Opinion
24408.
ARGUED DECEMBER 11, 1967.
DECIDED JANUARY 5, 1968.
Construction of will. Emanuel Superior Court. Before Judge McMillan.
Allen Edenfield, Francis W. Allen, for appellants.
Spivey Carlton, Milton A. Carlton, Randall O. Palmer, for appellees.
The language of the will in the present case is clear and unambiguous and can be given legal effect as it stands, and the courts will not, by construction, give the will a different effect.
ARGUED DECEMBER 11, 1967 — DECIDED JANUARY 5, 1968.
The plaintiffs filed a petition seeking a construction of the will of Dora E. Lewis, deceased. Item Two of the will reads as follows: "I will, bequeath and devise all of my farm land to be divided equally among my children to wit: Johnnie N. Lewis, Jottie L. Lewis, Ottie W. Lewis, Dora Mae Lewis, Joe E. Lewis and Callie Belle Lewis. My son, Tommie Lewis, formerly owned an undivided interest in the farm home place which I bought at administrator's sale, and the proceeds of said sale went to heirs at law. It is my will and desire that my executors hereinafter named pay to the children of Tommie Lewis, deceased, to wit: William Lewis, Nell Waller, Mary Emma Lewis, Lillian Lewis, Tom Lewis, Lucille Lewis, Virginia Lewis and Geneva Lewis, the sum of $400 in order to make said children share equally in said estate. I have already given Tommie Lewis the sum of $700. It is my will and desire and I hereby bequeath and devise said farm land aforesaid to my children hereinbefore set out to them and each of them for and during their natural life only, and at their death, said farm land is to be the property of the children of my heirs at law first above named." The plaintiffs contend that they, as heirs of Tommie Lewis, are entitled to an interest in the property since the life tenants are now dead.
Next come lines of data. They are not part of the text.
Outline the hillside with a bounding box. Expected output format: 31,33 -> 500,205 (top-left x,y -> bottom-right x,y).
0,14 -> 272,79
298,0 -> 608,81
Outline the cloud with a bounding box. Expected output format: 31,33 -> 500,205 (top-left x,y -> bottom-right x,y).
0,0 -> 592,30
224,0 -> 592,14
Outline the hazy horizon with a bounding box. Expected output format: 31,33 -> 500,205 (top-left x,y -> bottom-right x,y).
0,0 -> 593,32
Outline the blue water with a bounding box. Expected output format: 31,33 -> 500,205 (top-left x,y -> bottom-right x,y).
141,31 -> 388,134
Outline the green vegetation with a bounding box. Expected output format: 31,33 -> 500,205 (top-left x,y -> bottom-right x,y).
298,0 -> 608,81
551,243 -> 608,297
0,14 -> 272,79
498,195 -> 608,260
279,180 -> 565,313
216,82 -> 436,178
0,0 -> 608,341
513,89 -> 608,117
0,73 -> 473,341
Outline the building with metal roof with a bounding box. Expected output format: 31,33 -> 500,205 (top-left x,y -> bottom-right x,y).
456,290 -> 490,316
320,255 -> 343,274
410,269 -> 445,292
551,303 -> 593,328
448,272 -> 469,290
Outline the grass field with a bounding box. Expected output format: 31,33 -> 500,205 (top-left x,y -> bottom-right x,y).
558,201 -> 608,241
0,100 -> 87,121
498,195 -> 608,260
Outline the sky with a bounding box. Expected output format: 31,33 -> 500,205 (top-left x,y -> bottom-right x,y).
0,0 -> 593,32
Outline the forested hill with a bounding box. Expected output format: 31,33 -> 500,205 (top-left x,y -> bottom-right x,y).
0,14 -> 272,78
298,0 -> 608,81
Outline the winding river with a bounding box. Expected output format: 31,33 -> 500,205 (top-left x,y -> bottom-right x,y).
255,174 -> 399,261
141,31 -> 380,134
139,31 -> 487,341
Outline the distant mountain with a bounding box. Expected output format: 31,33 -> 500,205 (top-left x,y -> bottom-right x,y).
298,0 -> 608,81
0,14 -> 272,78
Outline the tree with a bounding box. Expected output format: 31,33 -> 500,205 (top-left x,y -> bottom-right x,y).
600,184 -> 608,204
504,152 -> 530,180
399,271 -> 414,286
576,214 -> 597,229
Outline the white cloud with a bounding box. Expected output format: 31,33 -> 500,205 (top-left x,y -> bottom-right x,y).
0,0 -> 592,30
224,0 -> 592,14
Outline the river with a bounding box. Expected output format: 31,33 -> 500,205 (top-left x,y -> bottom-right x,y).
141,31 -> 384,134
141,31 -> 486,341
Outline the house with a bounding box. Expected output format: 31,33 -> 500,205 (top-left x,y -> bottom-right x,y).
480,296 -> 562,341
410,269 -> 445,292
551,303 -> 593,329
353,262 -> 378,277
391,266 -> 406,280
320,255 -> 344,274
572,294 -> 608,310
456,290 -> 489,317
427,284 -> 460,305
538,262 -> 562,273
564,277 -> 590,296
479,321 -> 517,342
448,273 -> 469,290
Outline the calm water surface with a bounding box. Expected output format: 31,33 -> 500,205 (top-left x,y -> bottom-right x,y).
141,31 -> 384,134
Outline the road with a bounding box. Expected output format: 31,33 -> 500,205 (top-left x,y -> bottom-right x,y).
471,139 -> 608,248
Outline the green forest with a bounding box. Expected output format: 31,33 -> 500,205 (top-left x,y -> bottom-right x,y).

The trial court, hearing the case without the intervention of a jury and upon an agreed stipulation of fact, found for the defendants and it is from this judgment that the plaintiffs appeal.
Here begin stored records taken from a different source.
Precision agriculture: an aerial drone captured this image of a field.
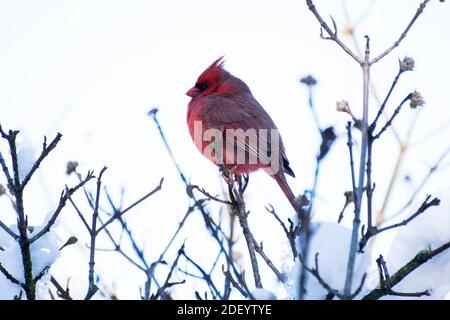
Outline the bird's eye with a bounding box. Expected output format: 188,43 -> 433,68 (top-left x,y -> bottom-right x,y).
195,82 -> 211,91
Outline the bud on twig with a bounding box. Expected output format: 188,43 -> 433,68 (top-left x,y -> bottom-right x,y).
409,91 -> 425,109
399,57 -> 415,72
300,75 -> 317,87
66,161 -> 78,175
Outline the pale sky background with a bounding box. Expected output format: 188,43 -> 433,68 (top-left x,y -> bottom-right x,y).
0,0 -> 450,298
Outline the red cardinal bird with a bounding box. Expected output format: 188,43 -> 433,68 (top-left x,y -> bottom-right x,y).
186,57 -> 298,211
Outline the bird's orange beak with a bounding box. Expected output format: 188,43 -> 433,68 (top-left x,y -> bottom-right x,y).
186,87 -> 200,98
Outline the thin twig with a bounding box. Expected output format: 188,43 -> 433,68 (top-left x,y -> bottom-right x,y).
359,195 -> 441,251
370,0 -> 430,65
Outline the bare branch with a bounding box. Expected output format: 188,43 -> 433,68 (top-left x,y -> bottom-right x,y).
30,171 -> 95,243
96,178 -> 164,234
306,0 -> 363,65
359,195 -> 441,251
370,0 -> 430,65
21,132 -> 62,189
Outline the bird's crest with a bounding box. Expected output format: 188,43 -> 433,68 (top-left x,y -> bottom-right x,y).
198,56 -> 225,83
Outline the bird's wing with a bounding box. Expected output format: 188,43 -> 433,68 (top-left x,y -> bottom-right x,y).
202,95 -> 284,164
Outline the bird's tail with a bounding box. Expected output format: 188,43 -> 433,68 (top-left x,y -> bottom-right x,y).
272,171 -> 300,212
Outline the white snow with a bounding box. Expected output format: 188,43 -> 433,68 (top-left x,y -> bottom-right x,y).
287,222 -> 371,299
0,225 -> 61,300
384,189 -> 450,299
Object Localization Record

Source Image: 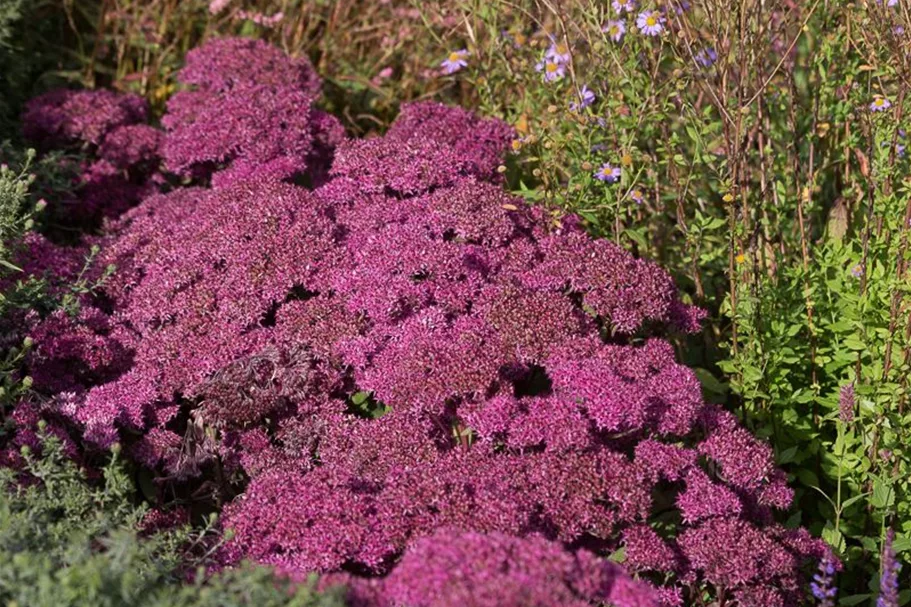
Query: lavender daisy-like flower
[611,0,636,14]
[595,162,620,183]
[810,554,838,607]
[569,84,595,112]
[696,46,718,68]
[601,19,626,42]
[636,11,665,36]
[876,529,901,607]
[544,38,572,64]
[535,59,566,82]
[838,384,854,424]
[440,48,469,75]
[870,97,892,112]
The appellants rely upon decisions of this court holding under Code § 113-806 that the courts shall seek diligently for the intention of the testatrix and may transpose sentences, and so forth to determine such intention. However, such contention ignores the last clause of the Code section, "but if the clause as it stands may have effect, it shall be so construed however well satisfied the court may be of a different testamentary intention."
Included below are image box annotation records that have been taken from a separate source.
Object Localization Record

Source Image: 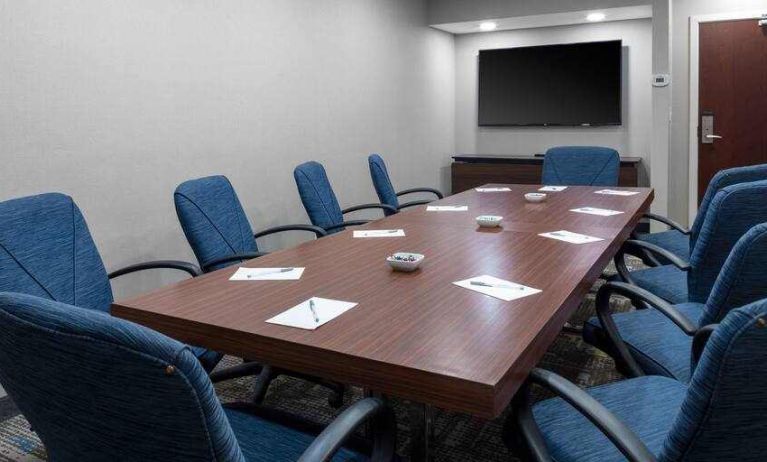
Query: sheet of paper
[229,268,304,281]
[539,230,604,244]
[266,297,357,330]
[594,189,639,196]
[453,275,540,302]
[426,205,469,212]
[570,207,623,217]
[354,229,405,238]
[474,187,511,192]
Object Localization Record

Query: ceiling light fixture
[479,21,498,32]
[586,12,605,22]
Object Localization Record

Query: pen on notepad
[247,268,295,279]
[309,299,320,322]
[470,281,525,290]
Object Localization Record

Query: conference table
[112,184,653,454]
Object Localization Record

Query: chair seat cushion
[638,229,690,264]
[533,376,687,462]
[631,265,688,303]
[583,303,705,383]
[224,408,368,462]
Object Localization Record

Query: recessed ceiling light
[479,21,498,32]
[586,12,605,22]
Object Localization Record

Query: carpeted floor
[0,262,630,462]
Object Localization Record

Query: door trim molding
[687,10,767,224]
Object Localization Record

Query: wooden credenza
[451,154,642,194]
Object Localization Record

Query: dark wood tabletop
[112,185,653,418]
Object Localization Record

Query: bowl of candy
[386,252,424,273]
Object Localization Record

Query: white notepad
[266,297,357,330]
[354,229,405,238]
[539,230,604,244]
[229,268,304,281]
[474,188,511,192]
[426,205,469,212]
[570,207,623,217]
[453,275,541,302]
[594,189,639,196]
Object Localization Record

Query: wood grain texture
[112,185,652,418]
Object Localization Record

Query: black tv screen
[479,40,621,126]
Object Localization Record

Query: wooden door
[698,19,767,203]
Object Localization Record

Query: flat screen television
[479,40,622,126]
"Where the language of a will is clear and can be given legal effect as it stands, the courts will not, by construction, give the will a different effect." McClelland v. Johnson, 211 Ga. 348 ( 86 S.E.2d 97), and citations. See also Bedgood v. Thomas, 220 Ga. 262 ( 138 S.E.2d 313).
The language in Item Two is not ambiguous. The testatrix makes it clear by this item that her living children are to receive a life estate in her farm land with the remainder going to their children. The other items of the will neither authorize nor imply a different result, and the judgment of the trial court so holding must be affirmed.
Judgment affirmed. All the Justices concur.